In [1]:
import time
print('Last updated: %s' %time.strftime('%d/%m/%Y'))


Last updated: 10/06/2014


I would be happy to hear your comments and suggestions.
Please feel free to drop me a note via twitter, email, or google+.


Linear regression via the least squares fit method



Sections



Introduction

Linear regression via the least squares method is the simplest approach to performing a regression analysis of a dependent and a explanatory variable.
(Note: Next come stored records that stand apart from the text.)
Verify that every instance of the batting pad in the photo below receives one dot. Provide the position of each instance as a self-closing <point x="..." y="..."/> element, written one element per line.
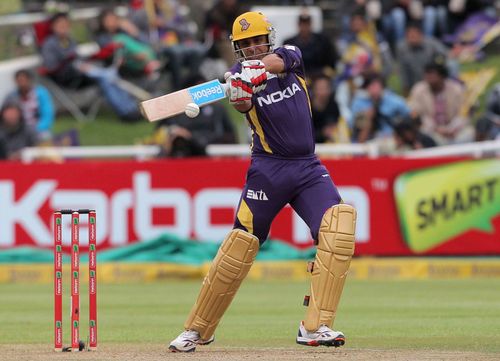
<point x="333" y="257"/>
<point x="229" y="268"/>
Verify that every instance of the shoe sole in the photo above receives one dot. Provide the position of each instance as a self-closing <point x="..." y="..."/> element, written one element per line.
<point x="337" y="342"/>
<point x="172" y="348"/>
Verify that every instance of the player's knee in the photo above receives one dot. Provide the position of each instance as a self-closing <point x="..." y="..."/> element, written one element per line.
<point x="261" y="235"/>
<point x="241" y="246"/>
<point x="338" y="223"/>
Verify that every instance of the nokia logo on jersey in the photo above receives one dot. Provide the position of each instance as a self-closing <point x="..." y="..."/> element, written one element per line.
<point x="278" y="96"/>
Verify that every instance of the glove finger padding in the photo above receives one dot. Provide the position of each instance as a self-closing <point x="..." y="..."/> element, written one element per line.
<point x="255" y="71"/>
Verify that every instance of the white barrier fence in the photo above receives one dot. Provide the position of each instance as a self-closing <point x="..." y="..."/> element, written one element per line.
<point x="143" y="152"/>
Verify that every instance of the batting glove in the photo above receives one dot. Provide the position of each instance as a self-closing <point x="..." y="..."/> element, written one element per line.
<point x="240" y="88"/>
<point x="255" y="71"/>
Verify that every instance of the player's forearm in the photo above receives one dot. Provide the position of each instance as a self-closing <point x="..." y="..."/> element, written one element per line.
<point x="274" y="64"/>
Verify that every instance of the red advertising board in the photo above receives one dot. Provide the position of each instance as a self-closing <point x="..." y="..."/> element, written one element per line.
<point x="196" y="198"/>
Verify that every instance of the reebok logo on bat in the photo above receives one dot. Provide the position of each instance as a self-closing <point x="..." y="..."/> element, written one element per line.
<point x="278" y="96"/>
<point x="206" y="93"/>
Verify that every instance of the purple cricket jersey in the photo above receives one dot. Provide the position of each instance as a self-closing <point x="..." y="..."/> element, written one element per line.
<point x="280" y="118"/>
<point x="284" y="168"/>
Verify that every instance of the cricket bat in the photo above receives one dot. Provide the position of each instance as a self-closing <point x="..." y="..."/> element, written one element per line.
<point x="172" y="104"/>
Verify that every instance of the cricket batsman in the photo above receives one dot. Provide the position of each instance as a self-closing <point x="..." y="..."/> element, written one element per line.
<point x="268" y="85"/>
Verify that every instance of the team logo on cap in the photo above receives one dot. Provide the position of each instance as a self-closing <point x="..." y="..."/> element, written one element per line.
<point x="244" y="24"/>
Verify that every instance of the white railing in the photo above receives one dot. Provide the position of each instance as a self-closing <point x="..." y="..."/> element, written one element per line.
<point x="138" y="152"/>
<point x="476" y="150"/>
<point x="143" y="152"/>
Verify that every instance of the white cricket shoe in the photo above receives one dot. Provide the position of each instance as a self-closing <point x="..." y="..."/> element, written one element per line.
<point x="187" y="341"/>
<point x="323" y="336"/>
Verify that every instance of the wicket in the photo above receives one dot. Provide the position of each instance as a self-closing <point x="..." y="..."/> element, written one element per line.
<point x="75" y="279"/>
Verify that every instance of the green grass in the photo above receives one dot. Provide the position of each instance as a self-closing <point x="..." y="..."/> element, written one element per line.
<point x="106" y="129"/>
<point x="442" y="315"/>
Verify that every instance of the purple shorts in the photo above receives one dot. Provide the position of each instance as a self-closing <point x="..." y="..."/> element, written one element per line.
<point x="273" y="182"/>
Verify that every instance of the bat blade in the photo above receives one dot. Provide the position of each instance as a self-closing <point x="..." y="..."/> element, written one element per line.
<point x="172" y="104"/>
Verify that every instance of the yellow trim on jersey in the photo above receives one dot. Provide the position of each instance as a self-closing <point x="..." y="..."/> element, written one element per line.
<point x="245" y="216"/>
<point x="252" y="115"/>
<point x="304" y="85"/>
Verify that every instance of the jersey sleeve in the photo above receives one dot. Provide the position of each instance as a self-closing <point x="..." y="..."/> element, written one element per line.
<point x="292" y="56"/>
<point x="236" y="68"/>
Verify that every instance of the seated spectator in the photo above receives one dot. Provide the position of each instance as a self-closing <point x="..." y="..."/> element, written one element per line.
<point x="173" y="34"/>
<point x="435" y="20"/>
<point x="36" y="104"/>
<point x="120" y="35"/>
<point x="438" y="101"/>
<point x="67" y="68"/>
<point x="363" y="51"/>
<point x="3" y="147"/>
<point x="414" y="52"/>
<point x="364" y="39"/>
<point x="325" y="112"/>
<point x="472" y="35"/>
<point x="14" y="130"/>
<point x="375" y="110"/>
<point x="184" y="136"/>
<point x="218" y="27"/>
<point x="488" y="125"/>
<point x="395" y="15"/>
<point x="407" y="135"/>
<point x="318" y="52"/>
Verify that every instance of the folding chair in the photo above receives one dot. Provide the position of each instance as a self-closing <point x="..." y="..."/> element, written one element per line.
<point x="83" y="104"/>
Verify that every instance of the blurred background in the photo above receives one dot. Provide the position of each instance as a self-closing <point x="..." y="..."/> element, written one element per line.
<point x="405" y="98"/>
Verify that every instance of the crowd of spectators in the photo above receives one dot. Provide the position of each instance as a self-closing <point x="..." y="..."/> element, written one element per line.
<point x="421" y="43"/>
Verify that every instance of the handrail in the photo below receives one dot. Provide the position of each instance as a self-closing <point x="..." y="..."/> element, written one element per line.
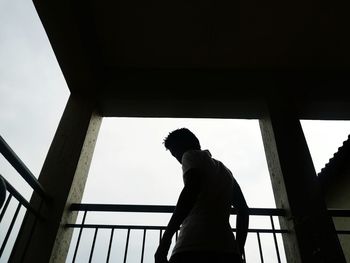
<point x="21" y="168"/>
<point x="20" y="198"/>
<point x="160" y="209"/>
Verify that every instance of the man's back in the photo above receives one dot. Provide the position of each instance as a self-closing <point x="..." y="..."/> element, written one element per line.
<point x="207" y="225"/>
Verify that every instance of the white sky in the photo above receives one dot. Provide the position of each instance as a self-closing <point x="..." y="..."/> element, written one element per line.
<point x="130" y="164"/>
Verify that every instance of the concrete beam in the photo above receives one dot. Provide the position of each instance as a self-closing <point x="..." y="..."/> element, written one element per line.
<point x="63" y="177"/>
<point x="312" y="236"/>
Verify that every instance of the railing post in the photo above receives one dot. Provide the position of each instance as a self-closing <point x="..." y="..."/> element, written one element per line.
<point x="63" y="177"/>
<point x="312" y="236"/>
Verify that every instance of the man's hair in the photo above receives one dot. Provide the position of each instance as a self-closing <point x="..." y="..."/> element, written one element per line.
<point x="181" y="138"/>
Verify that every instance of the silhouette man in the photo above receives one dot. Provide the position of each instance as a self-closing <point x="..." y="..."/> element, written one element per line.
<point x="2" y="191"/>
<point x="203" y="208"/>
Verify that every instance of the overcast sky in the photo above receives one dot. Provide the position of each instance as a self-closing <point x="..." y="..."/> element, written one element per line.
<point x="130" y="164"/>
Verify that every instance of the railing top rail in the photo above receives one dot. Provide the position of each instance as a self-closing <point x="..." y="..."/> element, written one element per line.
<point x="21" y="168"/>
<point x="160" y="209"/>
<point x="339" y="212"/>
<point x="149" y="227"/>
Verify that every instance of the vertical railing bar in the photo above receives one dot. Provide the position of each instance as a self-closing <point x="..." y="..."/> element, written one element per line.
<point x="143" y="245"/>
<point x="5" y="206"/>
<point x="110" y="245"/>
<point x="275" y="240"/>
<point x="93" y="245"/>
<point x="10" y="229"/>
<point x="260" y="249"/>
<point x="126" y="246"/>
<point x="79" y="236"/>
<point x="160" y="235"/>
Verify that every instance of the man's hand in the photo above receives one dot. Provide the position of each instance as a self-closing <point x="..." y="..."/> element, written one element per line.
<point x="161" y="254"/>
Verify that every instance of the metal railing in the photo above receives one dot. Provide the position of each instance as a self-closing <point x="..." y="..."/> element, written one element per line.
<point x="90" y="209"/>
<point x="12" y="194"/>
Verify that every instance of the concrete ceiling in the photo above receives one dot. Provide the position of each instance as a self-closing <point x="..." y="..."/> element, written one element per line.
<point x="203" y="58"/>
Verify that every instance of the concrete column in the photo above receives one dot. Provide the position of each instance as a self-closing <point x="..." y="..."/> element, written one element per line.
<point x="63" y="177"/>
<point x="312" y="236"/>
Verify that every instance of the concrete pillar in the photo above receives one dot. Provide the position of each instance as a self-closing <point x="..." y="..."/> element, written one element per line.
<point x="63" y="177"/>
<point x="312" y="236"/>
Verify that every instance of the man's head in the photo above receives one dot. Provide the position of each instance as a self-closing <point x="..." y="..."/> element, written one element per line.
<point x="180" y="141"/>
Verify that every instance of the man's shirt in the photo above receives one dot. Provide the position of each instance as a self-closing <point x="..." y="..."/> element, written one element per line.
<point x="207" y="225"/>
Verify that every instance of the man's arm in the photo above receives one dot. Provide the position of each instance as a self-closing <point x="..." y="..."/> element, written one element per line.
<point x="183" y="207"/>
<point x="242" y="221"/>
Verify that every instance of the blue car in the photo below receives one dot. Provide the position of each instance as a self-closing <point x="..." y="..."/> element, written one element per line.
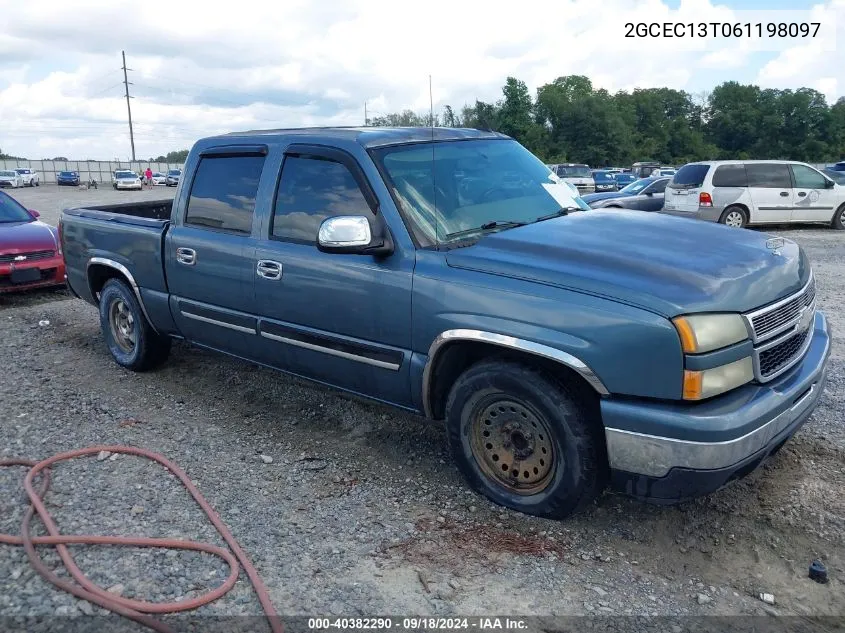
<point x="67" y="178"/>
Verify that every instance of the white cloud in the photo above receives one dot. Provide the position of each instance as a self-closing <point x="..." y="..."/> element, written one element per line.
<point x="198" y="71"/>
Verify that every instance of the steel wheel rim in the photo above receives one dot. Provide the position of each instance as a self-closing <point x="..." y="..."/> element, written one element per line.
<point x="122" y="325"/>
<point x="734" y="218"/>
<point x="512" y="445"/>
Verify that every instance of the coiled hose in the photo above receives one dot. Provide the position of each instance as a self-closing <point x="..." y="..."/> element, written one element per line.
<point x="137" y="610"/>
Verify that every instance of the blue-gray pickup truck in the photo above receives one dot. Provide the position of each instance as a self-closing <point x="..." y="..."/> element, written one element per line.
<point x="449" y="273"/>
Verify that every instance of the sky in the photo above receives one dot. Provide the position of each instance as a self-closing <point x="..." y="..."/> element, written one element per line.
<point x="198" y="71"/>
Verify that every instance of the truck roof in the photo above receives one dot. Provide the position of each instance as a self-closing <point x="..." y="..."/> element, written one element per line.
<point x="375" y="136"/>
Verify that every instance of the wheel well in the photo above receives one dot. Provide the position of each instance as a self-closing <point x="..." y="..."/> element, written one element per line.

The objective is to find the best-fitting straight line through a set of points that minimizes the sum of the squared offsets from the line.
The offsets come in 2 different flavors: perpendicular and vertical - with respect to the line.

As Michael Burger summarizes it nicely in his article "Problems of Linear Least Square Regression - And Approaches to Handle Them": "the perpendicular offset method delivers a more precise result but is are more complicated to handle. Therefore normally the vertical offsets are used."
Here, we will also use the method of computing the vertical offsets.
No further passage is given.